[Date Prev][Date Next][Thread Prev][][Date Index][Thread Index]

Another approach to improve w3m-doenload


I tried the following two dowmload commands several times and
realized w3m is neither notably slower nor faster than wget.
The main factor that affects the speed would be how the net is
crowded at that time.

$ time w3m -no-cookie -o follow_redirection=0 -o user_agent='Emacs-w3m/1.4.632 w3m/0.5.3+git20190105' -o accept_language=ja,en -dump_extra https://ftp.gnu.org/pub/gnu/emacs/emacs-26.1.tar.xz| sed '1,/^$/d'> emacs-26.1.tar.xz

$ time wget https://ftp.gnu.org/pub/gnu/emacs/emacs-26.1.tar.xz

However, w3m-download (not Boruch Baum's wget version) is very
slow especially when downloading a big file as you all know.
IIUC, the cause of it is to take time to fetch data, that w3m
already buffered, into an Emacs buffer little by little.
Whereas, visiting file's contents similar in size into a buffer
is fast.  Even when the data are still being gotten to a buffer,
the download has already been completed in w3m, and the progress
indicator that w3m issues (because of the -dump_extra option)[1]
designates that it is so, so the indicator is useless at all.

One way to make it fast would be to download data directly to
a file, not a buffer.  There is neither a cache nor a progress
indicator, but who is bothered?  Even if download fails, there
should be no way to help it (if it is not due to an emacs-w3m
bug) other than retrying it.  The attached patch may be still
somewhat incomplete but works.

[1] Though it is not a main cause of the w3m-download slowness,
`w3m -dump_extra' issues too much amount of progress indicators
like this:

W3m-in-progress: 0/42.2Mb
[... 344,980-line ...]
W3m-in-progress: 42.2/42.2Mb
--- w3m.el~	2019-03-01 01:33:04.939158800 +0000
+++ w3m.el	2019-03-22 08:12:39.291856300 +0000
@@ -6075,49 +6075,51 @@
       (message "A url is required")
       (sit-for 1)))
-  (unless filename
+  (if filename
+      (when (file-exists-p filename)
+	(if (file-directory-p filename)
+	    (error "File(%s) is a directory" filename)
+	  (delete-file filename)))
     (let ((basename (file-name-nondirectory (w3m-url-strip-query url))))
       (when (string-match "^[\t ]*$" basename)
 	(when (string-match "^[\t ]*$"
 			    (setq basename (file-name-nondirectory url)))
 	  (setq basename "index.html")))
-      (setq filename
-	    (w3m-read-file-name (format "Download %s to: " url)
-				w3m-default-save-directory basename))))
+      (while (not filename)
+	(setq filename
+	      (w3m-read-file-name (format "Download %s to: " url)
+				  w3m-default-save-directory basename))
+	(when (file-exists-p filename)
+	  (if (file-directory-p filename)
+	      (message "File(%s) is a directory" (prog1 filename
+						   (sit-for 1)
+						   (setq filename nil)))
+	    (if (y-or-n-p (format "File(%s) already exists.
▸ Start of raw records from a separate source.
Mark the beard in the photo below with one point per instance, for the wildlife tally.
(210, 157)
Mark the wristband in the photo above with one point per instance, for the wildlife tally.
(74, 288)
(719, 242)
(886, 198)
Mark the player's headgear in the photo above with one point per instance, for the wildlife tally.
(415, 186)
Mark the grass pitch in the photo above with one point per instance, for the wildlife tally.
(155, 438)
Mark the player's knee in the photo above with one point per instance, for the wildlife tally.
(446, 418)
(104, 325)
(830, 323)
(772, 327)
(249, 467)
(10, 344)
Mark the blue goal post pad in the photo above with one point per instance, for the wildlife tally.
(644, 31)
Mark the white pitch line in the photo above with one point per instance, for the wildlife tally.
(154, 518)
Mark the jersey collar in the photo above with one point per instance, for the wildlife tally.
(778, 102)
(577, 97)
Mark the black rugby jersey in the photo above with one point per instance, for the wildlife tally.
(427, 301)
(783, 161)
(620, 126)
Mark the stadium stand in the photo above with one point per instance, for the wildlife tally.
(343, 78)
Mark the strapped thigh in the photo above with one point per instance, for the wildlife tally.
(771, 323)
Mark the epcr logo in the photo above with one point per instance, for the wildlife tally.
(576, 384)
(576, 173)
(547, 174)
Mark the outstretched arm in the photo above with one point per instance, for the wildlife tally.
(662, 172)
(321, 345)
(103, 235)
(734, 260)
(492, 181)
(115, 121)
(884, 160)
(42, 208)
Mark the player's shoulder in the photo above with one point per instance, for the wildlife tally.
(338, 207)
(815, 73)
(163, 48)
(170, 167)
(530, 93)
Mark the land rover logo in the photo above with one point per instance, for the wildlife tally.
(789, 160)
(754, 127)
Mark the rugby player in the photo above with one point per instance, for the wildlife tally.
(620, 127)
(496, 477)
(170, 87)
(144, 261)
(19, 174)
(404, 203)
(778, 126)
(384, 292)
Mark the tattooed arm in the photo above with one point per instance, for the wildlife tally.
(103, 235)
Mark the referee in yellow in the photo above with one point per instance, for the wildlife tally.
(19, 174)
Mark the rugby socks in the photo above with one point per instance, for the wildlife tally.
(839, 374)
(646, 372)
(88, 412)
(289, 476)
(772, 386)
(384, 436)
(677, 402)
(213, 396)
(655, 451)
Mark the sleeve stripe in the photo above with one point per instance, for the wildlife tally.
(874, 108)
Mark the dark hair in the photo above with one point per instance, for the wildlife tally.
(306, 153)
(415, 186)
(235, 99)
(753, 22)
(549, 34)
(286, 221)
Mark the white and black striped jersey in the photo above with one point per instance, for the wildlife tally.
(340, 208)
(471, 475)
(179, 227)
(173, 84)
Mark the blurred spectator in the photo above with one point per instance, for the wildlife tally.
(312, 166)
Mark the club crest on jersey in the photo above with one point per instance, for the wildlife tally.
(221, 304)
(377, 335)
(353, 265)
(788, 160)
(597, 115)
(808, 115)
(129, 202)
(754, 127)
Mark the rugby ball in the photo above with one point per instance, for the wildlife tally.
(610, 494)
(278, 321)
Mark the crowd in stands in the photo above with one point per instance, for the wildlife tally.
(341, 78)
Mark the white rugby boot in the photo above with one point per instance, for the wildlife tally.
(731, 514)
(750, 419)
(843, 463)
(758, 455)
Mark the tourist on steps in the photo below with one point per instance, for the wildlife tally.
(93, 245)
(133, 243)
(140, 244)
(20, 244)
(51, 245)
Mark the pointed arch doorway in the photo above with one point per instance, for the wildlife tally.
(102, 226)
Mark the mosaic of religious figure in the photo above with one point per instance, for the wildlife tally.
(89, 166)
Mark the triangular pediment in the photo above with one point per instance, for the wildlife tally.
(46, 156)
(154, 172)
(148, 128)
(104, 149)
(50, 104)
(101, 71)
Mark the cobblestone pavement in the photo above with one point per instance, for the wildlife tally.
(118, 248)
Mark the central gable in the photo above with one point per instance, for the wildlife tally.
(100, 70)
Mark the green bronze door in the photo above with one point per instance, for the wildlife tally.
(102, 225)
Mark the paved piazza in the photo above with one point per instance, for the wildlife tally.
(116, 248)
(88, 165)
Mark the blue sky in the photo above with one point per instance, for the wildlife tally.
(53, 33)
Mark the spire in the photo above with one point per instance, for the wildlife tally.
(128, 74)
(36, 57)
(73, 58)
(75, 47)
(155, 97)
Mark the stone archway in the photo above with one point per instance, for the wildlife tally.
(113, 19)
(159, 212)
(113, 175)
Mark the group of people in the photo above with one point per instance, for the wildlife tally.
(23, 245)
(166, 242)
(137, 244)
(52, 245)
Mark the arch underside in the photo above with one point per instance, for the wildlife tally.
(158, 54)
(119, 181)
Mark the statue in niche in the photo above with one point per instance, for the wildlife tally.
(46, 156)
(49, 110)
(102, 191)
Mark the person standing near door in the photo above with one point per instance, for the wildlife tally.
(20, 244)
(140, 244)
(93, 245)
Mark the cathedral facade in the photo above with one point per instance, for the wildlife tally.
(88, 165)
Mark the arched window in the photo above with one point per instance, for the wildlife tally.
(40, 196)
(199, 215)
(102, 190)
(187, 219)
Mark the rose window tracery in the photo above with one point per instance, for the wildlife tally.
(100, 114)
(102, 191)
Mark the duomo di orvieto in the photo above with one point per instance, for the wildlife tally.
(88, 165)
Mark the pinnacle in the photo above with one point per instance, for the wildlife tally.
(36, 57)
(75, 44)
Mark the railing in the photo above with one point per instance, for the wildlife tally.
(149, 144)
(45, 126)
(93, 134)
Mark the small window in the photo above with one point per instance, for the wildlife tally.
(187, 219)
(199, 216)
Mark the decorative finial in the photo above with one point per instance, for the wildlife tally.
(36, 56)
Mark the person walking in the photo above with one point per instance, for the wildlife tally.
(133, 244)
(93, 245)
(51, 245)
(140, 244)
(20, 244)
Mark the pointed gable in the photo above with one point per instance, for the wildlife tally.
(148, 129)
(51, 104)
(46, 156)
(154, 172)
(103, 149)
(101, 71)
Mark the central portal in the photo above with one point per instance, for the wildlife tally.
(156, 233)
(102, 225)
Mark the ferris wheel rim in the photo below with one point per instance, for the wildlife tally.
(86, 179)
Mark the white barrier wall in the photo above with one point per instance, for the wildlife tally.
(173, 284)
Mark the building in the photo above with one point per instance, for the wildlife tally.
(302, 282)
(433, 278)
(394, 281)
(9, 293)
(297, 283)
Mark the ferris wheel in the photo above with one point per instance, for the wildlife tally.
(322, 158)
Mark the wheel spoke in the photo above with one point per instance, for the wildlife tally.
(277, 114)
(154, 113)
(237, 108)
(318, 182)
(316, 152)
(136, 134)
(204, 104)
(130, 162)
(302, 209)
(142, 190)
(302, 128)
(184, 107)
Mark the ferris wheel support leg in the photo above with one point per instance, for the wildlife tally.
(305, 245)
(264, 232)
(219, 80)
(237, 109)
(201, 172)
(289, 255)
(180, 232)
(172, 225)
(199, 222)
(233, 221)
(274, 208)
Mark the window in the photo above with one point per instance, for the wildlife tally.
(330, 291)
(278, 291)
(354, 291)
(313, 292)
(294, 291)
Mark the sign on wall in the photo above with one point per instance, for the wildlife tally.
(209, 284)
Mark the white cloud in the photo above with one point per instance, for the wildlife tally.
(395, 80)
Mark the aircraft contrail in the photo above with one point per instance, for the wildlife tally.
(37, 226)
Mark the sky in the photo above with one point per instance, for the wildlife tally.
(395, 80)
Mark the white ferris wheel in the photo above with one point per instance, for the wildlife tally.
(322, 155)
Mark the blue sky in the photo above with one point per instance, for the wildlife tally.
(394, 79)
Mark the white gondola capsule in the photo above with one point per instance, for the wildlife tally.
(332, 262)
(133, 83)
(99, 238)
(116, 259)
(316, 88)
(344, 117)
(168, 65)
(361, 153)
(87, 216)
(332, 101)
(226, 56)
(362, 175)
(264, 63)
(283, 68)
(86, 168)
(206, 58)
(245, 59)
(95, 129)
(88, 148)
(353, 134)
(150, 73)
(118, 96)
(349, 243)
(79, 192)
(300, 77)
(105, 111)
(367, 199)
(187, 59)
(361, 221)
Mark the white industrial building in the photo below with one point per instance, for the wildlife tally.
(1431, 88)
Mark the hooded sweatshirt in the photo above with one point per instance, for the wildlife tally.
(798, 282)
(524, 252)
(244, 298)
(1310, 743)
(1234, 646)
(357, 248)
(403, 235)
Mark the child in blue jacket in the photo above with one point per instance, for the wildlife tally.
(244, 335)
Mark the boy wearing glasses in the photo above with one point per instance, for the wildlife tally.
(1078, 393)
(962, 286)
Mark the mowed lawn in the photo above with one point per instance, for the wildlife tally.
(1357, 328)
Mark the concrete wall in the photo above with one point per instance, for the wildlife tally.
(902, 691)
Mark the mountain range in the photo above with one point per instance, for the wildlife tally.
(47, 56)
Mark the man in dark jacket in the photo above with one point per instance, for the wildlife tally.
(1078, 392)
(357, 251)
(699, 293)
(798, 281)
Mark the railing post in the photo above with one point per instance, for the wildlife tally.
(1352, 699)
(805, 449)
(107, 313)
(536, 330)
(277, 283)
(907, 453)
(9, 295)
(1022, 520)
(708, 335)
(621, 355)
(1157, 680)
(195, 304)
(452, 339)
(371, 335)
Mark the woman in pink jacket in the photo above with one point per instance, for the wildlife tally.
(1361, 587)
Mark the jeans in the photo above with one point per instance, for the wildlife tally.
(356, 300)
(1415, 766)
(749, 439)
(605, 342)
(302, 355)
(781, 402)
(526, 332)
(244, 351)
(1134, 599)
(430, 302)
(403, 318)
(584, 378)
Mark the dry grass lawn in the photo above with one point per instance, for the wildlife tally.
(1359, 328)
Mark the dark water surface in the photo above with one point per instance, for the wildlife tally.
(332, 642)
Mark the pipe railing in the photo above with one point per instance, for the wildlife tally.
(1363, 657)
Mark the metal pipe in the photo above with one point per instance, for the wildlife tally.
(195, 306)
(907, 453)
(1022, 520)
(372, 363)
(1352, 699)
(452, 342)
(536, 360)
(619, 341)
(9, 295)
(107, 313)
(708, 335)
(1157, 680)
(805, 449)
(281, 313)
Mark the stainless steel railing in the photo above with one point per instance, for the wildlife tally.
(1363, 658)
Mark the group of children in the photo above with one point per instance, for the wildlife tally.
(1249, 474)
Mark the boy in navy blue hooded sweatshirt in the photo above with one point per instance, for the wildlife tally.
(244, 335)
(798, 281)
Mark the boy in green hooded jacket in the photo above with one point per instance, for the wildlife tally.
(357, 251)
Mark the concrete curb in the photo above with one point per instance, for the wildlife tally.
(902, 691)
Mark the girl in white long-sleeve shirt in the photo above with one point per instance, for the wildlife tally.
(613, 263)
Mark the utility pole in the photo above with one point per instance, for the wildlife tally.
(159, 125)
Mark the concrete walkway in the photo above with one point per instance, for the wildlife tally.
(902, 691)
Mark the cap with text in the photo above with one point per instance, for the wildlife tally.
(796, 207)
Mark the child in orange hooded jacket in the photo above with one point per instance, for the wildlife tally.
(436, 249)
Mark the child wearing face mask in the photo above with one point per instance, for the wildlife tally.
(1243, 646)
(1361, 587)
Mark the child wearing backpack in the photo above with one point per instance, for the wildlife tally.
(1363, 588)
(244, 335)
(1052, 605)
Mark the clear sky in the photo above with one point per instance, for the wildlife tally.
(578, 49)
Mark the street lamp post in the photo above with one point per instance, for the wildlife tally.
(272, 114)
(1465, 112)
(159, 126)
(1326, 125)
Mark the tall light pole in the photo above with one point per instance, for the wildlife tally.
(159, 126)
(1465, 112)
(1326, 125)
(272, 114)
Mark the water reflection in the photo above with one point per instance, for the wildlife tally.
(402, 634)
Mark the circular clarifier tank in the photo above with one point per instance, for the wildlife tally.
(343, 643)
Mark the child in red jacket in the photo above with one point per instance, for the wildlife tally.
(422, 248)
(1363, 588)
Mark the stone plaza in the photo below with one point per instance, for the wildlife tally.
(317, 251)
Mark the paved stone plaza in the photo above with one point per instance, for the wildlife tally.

Overwrite? "
+				  filename))
+		(delete-file filename)
+	      (setq filename nil))
+	    (message nil))))))
   (if (and w3m-use-ange-ftp (string-match "\\`ftp://" url))
       (w3m-goto-ftp-url url filename)
     (lexical-let ((url url)
 		  (filename filename)
 		  (page-buffer (current-buffer)))
-      (w3m-process-do-with-temp-buffer
-	  (type (progn
-		  (w3m-clear-local-variables)
-		  (setq w3m-current-url url)
-		  (w3m-retrieve url t no-cache post-data nil handler)))
-	(if type
-	    (let ((buffer-file-coding-system 'binary)
-		  (coding-system-for-write 'binary)
-		  jka-compr-compression-info-list
-		  format-alist)
-	      (when (or (not (file-exists-p filename))
-			(prog1 (y-or-n-p
-				(format "File(%s) already exists. Overwrite? "
-					filename))
-			  (message nil)))
-		(write-region (point-min) (point-max) filename)
-		(w3m-touch-file filename (w3m-last-modified url))
-		t))
-	  (ding)
-	  (with-current-buffer page-buffer
-	    (message "Cannot retrieve URL: %s%s" url
-		     (cond ((and w3m-process-exit-status
-				 (not (equal w3m-process-exit-status 0)))
-			    (format " (exit status: %s)"
-				    w3m-process-exit-status))
-			   (w3m-http-status
-			    (format " (http status: %s)" w3m-http-status))
-			   (t ""))))
-	  nil)))))
+      (w3m-process-do
+	  (_ret (shell-command
+		 (mapconcat
+		  (lambda (x)
+		    (replace-regexp-in-string "\\([\t ]\\)" "\\\\\\1" x))
+		  `(,w3m-command ,@w3m-command-arguments
+				 ,@(w3m-w3m-expand-arguments
+				    w3m-dump-head-source-command-arguments)
+				 ,url
+				 "|" "sed" "'1,/^$/d'" ">" ,filename)
+		  " ")))
+	(w3m-touch-file filename (w3m-last-modified url))
+	(with-current-buffer page-buffer
+	  (message "File(%s) has been downloaded" filename)
+	  (sit-for 1)
+	  t)))))
 ;;; Retrieve data: